Amongst the usual box set fare (badges, prints, posters, a hardback case/book and the like) we get: one CD fusing those conjoined albums THE MORNING AFTER… and … THE NIGHT BEFORE, a couple of rare songs on vinyl, a CD each of live and rare tracks, plus a DVD of the band’s videos. And that USB J.
The stick also carries those videos, in handy iPod format, plus an interactive ‘timeline’ of the band’s career, containing video footage alongside photos and interesting publicity material, and which runs right through from exciting early 1980s gigs at, say, the Hacienda to stadium-sized SIT DOWN era semi-domination, and on to early 21st-century split and 2007 reunion.
In addition, there is that impressive collection of albums: STUTTER, STRIP-MINE, GOLD MOTHER, SEVEN, LAID, the Brian Eno collaboration WAH WAH, WHIPLASH, MILLIONAIRES, PLEASED TO MEET YOU, HEY MA, THE NIGHT BEFORE and THE MORNING AFTER, plus four orphan songs which only appeared on the band’s two Best Of compilations.

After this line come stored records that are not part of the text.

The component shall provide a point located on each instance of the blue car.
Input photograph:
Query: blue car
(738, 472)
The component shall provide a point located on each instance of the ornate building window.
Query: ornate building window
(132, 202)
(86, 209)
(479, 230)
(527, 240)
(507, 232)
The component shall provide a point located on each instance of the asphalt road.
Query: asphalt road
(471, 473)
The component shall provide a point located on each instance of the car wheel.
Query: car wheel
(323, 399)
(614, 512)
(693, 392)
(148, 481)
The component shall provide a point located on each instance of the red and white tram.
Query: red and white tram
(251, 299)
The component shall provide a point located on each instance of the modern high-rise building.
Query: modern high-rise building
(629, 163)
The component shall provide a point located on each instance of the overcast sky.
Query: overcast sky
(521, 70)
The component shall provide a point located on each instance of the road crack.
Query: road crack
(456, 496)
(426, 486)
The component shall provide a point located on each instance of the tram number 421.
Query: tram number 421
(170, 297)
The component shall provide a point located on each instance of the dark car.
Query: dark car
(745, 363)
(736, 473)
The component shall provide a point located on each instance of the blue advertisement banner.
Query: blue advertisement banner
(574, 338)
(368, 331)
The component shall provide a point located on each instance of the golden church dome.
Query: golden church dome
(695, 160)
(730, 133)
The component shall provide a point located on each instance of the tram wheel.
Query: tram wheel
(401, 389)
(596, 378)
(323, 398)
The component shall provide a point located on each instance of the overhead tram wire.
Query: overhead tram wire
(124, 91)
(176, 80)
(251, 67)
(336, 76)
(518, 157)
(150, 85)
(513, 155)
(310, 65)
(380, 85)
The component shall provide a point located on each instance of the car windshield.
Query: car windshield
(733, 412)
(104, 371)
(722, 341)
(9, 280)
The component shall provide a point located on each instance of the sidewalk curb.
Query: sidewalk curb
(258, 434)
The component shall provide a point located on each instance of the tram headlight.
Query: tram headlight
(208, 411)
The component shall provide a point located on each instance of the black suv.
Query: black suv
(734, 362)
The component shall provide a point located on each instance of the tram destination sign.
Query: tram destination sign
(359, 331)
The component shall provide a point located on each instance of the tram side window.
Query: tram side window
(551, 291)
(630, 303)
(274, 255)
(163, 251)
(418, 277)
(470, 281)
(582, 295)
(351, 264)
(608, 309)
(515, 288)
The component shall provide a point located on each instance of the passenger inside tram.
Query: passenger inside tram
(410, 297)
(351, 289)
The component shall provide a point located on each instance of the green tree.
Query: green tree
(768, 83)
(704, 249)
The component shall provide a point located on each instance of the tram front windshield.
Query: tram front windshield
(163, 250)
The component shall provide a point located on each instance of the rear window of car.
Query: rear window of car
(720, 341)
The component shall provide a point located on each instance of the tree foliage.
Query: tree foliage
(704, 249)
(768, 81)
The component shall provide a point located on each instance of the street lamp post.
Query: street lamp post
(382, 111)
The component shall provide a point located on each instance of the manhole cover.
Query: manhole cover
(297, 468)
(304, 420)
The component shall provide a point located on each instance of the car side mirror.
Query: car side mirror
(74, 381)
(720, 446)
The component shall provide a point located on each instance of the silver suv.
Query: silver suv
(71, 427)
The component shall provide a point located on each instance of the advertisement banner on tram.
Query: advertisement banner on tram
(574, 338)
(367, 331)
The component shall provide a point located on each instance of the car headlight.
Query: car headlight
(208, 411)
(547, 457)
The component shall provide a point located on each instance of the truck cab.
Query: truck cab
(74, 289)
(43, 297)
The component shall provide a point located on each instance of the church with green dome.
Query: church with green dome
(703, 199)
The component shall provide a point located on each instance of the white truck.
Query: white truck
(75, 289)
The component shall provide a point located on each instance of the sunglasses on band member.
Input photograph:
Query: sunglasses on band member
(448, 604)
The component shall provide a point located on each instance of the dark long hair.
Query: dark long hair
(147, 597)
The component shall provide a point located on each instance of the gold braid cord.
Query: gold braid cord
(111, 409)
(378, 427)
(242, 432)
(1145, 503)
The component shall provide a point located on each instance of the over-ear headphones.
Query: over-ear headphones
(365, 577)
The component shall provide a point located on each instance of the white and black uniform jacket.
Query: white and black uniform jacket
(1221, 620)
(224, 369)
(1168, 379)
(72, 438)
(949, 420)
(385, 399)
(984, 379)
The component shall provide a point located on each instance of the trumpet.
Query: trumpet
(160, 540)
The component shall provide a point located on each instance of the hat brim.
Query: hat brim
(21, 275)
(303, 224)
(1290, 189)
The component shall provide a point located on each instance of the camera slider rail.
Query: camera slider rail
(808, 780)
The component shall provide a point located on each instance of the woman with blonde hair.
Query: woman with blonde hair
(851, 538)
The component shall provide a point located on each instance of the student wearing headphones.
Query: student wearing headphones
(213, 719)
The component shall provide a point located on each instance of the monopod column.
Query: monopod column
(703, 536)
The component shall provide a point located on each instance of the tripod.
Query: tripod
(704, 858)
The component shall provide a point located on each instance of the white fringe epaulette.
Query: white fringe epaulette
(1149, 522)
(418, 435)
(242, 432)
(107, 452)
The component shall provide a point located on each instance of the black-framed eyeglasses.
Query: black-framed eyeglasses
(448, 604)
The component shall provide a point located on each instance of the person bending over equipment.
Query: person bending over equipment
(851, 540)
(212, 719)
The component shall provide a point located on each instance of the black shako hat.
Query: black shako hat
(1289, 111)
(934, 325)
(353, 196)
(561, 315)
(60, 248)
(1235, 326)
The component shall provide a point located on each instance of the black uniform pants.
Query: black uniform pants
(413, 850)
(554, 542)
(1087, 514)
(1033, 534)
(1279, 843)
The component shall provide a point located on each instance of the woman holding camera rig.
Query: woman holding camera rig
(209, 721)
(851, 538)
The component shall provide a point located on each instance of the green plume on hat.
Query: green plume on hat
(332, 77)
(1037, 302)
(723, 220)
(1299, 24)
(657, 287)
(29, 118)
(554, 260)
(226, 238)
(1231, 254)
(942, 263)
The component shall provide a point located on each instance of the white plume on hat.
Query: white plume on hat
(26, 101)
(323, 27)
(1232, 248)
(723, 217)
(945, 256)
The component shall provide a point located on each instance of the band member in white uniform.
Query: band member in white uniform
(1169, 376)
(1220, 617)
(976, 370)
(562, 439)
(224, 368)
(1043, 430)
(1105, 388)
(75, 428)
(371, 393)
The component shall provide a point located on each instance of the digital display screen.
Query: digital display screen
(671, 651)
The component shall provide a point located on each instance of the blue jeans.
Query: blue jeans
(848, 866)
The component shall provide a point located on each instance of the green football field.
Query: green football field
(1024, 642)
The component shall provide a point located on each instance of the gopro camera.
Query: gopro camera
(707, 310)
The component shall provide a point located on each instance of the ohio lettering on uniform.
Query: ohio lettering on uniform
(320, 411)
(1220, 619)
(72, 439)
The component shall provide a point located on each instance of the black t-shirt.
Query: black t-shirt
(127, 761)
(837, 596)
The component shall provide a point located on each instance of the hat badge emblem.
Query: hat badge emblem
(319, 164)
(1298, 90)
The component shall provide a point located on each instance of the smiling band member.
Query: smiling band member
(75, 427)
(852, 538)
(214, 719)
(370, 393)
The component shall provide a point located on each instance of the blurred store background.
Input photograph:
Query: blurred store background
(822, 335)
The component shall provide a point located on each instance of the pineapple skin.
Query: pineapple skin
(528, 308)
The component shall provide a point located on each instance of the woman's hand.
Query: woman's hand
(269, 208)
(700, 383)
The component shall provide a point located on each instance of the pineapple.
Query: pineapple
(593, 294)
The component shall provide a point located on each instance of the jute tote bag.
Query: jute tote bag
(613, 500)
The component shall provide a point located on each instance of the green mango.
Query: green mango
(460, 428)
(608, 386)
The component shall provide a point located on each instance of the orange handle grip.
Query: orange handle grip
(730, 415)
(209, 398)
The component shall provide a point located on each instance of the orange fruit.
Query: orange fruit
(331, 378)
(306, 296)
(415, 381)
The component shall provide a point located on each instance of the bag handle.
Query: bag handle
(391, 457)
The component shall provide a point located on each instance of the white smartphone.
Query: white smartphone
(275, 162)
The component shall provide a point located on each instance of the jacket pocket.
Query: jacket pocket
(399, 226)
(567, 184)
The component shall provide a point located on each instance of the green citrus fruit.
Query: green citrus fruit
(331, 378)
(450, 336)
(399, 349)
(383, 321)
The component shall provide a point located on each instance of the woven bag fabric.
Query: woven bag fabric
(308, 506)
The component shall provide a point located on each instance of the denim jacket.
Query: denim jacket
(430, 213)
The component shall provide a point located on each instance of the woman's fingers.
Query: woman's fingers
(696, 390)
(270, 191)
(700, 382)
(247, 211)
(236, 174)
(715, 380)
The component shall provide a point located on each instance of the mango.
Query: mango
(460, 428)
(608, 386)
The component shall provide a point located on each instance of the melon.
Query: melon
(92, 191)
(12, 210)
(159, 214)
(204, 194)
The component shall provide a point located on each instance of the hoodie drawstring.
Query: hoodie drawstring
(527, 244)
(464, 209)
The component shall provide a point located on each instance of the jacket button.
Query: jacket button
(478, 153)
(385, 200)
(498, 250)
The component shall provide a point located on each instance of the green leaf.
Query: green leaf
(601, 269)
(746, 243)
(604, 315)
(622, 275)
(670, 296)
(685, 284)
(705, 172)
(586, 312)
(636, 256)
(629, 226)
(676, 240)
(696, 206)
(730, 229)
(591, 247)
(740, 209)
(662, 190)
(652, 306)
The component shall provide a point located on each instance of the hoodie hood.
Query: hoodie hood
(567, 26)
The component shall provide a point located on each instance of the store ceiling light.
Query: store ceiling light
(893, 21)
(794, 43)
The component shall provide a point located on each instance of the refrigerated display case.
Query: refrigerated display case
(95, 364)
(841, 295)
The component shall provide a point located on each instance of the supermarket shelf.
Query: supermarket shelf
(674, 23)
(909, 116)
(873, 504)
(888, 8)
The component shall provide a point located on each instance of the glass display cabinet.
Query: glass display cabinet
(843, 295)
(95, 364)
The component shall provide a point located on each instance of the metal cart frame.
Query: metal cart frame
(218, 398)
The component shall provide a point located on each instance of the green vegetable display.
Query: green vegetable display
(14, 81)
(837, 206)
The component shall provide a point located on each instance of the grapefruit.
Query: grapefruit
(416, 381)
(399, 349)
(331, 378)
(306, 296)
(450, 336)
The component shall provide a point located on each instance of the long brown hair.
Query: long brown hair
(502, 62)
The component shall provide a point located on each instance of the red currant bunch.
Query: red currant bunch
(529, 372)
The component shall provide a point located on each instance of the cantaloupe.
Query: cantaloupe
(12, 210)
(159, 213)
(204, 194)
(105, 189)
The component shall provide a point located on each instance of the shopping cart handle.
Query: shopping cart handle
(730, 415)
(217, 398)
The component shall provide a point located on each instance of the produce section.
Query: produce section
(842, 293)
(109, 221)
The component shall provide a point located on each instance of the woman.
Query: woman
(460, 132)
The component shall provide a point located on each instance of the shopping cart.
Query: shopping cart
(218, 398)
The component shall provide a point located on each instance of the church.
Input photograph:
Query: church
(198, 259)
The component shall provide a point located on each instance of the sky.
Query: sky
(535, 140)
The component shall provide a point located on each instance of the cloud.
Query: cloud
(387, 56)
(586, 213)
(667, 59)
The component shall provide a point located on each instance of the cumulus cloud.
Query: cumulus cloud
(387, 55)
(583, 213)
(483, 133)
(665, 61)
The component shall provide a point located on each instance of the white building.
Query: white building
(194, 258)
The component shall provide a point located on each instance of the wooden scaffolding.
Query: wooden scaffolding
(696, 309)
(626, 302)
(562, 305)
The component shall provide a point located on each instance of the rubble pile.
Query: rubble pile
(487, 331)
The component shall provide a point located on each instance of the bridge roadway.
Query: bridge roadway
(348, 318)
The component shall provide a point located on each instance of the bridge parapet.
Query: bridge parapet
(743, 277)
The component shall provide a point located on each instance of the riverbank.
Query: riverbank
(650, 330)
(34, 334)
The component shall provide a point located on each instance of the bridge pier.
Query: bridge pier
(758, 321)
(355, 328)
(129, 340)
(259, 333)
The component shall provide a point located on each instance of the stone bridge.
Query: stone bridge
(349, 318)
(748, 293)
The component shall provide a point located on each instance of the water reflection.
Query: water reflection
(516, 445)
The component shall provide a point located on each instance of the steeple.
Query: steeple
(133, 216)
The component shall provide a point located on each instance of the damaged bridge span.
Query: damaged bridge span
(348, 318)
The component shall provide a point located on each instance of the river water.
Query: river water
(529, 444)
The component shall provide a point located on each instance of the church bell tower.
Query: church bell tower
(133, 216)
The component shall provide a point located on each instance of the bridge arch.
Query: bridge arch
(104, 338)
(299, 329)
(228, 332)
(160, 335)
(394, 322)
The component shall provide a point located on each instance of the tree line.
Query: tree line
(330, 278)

STUTTER reveals a fresh band moving forward but not quite sure of what it is – though getting extremely close to the something most will eventually recognise. STRIP-MINE, GOLD MOTHER and SEVEN (containing the mesmerising SOUND) detail a confident band just about hitting a perfect ten. Later albums are later albums, more sporadically entertaining.
The CD containing live tracks, recorded at a number of gigs between an early show in 1982 and one from the comeback trail of 2008, is as transcendant as anyone who has seen James perform would expect it to be, regularly peaking at notable moments of euphoria.
The rare studio cuts which make it onto disc in this box are frequently of huge archaeological interest. JUST HIPPER is an even more preposterously frantic version of JUST HIP from STUTTER, while digging further back is WILLOW, one of the band’s earliest demos. JAM 1 excavates a rehearsal and only reveals that a band can be entirely human after all, even around the time of its superstar peak. Order is quickly restored by IT’S A FINE LINE which, in retrospect, sounds like it must be one of the searching and atmospheric recordings that detonated the old Eno Bomb – the exercise in experimentation WAH WAH followed not long after. Recent outtake ALL MY LETTERS is endearingly self-knowing: “James in the Green Room with Will Smith and Jay-Z… who do we pretend we used to be?” …
By anyone’s standards, this box contains a lot of material. And some of that material is, by anyone’s standards, truly excellent. If only there had been that more considered – generous – bundling of the seldom heard or completely unknown, then THE GATHERING SOUND might not leave you with the impression that the curators have provided only one previously undiscovered branch of some exciting tree to climb, plus little more than pretty flowers around it and a USB stick for fans to beat them with.